MW: If there is a delay on spending cuts, would that be better for the economy?
JB: Absolutely. I think the more delayed, the better. In the long run, this is good because the government does need to try to limit the amount of debt it creates. But I'm worried that we are not going to get back to full employment for a long time, so even if we're talking three to four years before these cuts go into place, the economy's recovery will still be fragile. And that will hurt us in terms of income growth, and will keep revenues from getting up to the point where they should be to reach full employment.

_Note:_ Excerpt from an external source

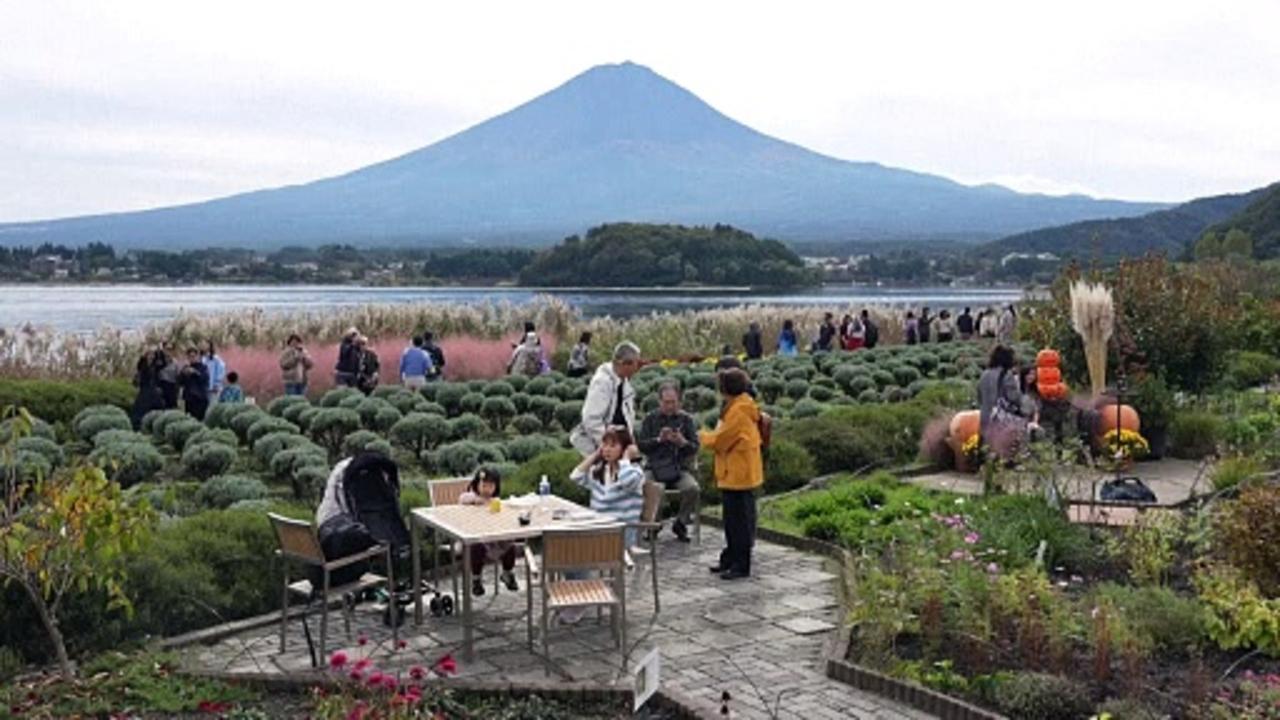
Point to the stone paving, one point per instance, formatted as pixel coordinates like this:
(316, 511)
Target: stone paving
(762, 638)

MW: Some economists argue that the immediate impact of a deal could have positive effects on spending by improving consumer confidence. Do you think this is a valid argument?
JB: I don't think it's going to have much of a positive impact on confidence. I think we already see that based on the stock market reaction to this. It's not been a very positive signal.

MW: Which cuts do you think will hurt the economy the most?
JB: There will probably be cuts in infrastructure spending and cuts in education spending. I think these have really negative long term impacts. Borrowing is good if you're borrowing for investment. That helps production and corporations can pay that off down the road. I think we've taken an attitude that government spending is always unproductive, but I think we're hurting ourselves in the long run by curtailing infrastructure and education spending. There's strong return on that, and this is going to erode our position down the road.


MW: Were there ideas being discussed in recent weeks that you think didn't receive enough attention?
JB: There was a lot of talk about introducing a balanced budget amendment; I think this would be catastrophic. The only tools we have to prevent us from going into great recessions are monetary policy and fiscal policy. In terms of monetary policy, we have zero interest rates now so there's no source for stimulus there. On the fiscal side, state and local governments cannot run budget deficits, so the only remaining tool to prevent depressions is stimulative fiscal policy. If we introduce a balanced budget amendment, we would be ruling out the last tool available for preventing great depressions in this economy.

MW: Do you think we will stay around the recent jobless rate of around 9 percent?
JB: Yes, I think for the remainder of the year, we're going to see unemployment hovering at or above 9 percent. No dramatic increases, but staying between 9.2 and 9.5 percent.

MW: What do you think the chances are now of a double-dip recession?
JB: I think it's unlikely that we're going to see a double dip in terms of actual contraction. What I see is subpar growth, remaining at 2 to 2.5 percent growth, [which will] not allow unemployment to fall. A year from now, I see our situation with employment being about the same as where it is now, unfortunately.